Stafford was a teaching fellow at School of American Ballet between 2012 and 2016. She became a member of the permanent faculty in 2016.

Stafford's brother, Jonathan Stafford, was also a principal dancer at NYCB. Though the two were seldom paired together, she danced with him in his farewell performance.

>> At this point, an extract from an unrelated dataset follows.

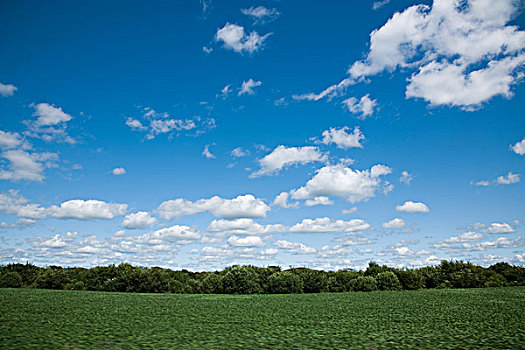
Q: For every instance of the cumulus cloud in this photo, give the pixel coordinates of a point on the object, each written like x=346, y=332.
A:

Jonathan Stafford is now the artistic director of NYCB.

Stafford retired from performing in 2021. In her final performance, she danced Ratmansky's Russian Seasons, in a role she originated.

==Selected repertoire==
Stafford's repertoire with the New York City Ballet includes:

- Apollo (Polyhmnia)
- Ballo della Regina
- Concerto Barocco
- Coppélia (Dawn)
- Dances at a Gathering
- "Emeralds" from Jewels
- A Midsummer Night's Dream (Hermia, Divertissement)
- The Nutcracker (Sugarplum Fairy, Dewdrop)
- Raymonda Variations
- La Source
- The Sleeping Beauty (Vivacity, Ruby, Princess Florine)
- Swan Lake (Balanchine version) (Pas de Quatre, Russian)
- Swan Lake (Martins version) (Pas de Trois, Pas de Quatre, Russian)
- Symphony in C (First Movement, Third Movement)
- Tschaikovsky Pas de Deux
- Walpurgisnacht Ballet
- Western Symphony (First Movement)

===Created roles===

- Bal de Couture
- Namouna, A Grand Divertissement
- Pictures at an Exhibition
- Russian Seasons
- Swerve Poems
- Toccata
- Twilight Courante
- Viva Verdi

==Personal life==
In 2015, Stafford gave birth to a son.

Stafford has a history degree from Fordham University. She spent eight years to study part-time and graduated in 2018. She started to study law afterwards, and interned at The Legal Aid Society. She is expected to graduate in 2022.